C’est loin d’être le cas partout. Le Niger, cité en exemple pour avoir été le premier pays en Afrique subsaharienne à adopter une législation très complète, est aujourd’hui à la traîne. « Il n’y a aucun moyen pour imposer les nouvelles réglementations. Les pouvoirs publics n’ont pas inscrit la lutte contre le tabagisme parmi leurs priorités. Il n’en est même pas question dans le plan national de développement sanitaire », se plaint Sanoussa Saouna, président de l’association nigérienne SOS Tabagisme.

Même chose au Maroc, qui a interdit de faire de la publicité pour le tabac et de fumer dans les lieux publics, mais où la législation reste peu appliquée.
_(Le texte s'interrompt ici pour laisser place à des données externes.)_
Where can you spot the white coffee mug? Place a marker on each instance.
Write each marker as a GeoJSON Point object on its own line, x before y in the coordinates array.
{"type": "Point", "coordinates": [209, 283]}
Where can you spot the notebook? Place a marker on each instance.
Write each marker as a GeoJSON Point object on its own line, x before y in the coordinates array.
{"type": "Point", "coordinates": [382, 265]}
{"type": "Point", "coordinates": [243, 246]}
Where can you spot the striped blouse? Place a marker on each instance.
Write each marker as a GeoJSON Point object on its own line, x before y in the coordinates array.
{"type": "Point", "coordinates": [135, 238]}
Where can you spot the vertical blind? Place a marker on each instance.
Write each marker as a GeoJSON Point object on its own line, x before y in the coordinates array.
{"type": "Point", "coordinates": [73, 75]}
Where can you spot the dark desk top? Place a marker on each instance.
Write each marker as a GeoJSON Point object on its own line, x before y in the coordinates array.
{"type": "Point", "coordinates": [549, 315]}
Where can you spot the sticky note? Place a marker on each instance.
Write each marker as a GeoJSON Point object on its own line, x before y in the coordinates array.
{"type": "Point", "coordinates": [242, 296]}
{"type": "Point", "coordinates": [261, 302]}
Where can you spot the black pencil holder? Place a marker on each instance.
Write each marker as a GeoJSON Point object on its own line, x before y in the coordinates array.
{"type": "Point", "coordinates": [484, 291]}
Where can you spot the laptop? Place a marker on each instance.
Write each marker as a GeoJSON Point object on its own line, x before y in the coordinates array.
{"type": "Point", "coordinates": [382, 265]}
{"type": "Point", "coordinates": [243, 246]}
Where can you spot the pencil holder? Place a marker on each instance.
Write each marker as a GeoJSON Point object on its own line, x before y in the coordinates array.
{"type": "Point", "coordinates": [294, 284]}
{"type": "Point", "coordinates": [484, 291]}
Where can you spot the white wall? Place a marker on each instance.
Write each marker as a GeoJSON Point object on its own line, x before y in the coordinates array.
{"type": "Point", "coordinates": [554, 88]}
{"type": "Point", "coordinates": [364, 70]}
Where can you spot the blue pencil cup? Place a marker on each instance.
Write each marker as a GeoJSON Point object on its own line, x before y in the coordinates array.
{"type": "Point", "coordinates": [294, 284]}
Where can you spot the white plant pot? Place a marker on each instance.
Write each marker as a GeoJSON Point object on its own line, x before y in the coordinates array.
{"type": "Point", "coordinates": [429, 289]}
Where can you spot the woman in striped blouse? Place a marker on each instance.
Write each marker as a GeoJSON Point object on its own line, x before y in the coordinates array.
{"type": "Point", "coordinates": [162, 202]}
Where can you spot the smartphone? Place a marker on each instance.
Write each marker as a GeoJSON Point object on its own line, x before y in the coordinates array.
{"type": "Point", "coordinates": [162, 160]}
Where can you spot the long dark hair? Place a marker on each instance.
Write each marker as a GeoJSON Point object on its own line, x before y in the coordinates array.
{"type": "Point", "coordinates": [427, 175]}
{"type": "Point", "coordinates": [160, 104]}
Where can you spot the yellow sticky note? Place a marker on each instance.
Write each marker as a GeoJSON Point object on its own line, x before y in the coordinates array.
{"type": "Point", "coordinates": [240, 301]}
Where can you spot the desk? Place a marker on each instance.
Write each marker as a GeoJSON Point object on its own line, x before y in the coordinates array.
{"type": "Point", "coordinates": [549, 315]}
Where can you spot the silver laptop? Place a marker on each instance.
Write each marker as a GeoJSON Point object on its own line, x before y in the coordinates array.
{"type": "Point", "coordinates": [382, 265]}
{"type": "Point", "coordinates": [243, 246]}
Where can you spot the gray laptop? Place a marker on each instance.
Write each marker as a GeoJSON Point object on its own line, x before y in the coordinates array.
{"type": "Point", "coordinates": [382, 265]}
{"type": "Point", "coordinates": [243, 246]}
Résultat, 31 % des hommes fument et 15 % des jeunes consomment du tabac, sous diverses formes, notamment la chicha et les joints de cannabis. Le narguilé, depuis longtemps populaire en Tunisie ou au Maroc, est de plus en plus prisé en Algérie, où ce mode de consommation séduit les jeunes et en particulier les filles. « C’est un produit associé à la convivialité. Or une chicha, c’est l’équivalent de 40 cigarettes », explique le professeur Hichem Aouina, pneumologue, membre de la Commission nationale tunisienne de la lutte contre le tabagisme.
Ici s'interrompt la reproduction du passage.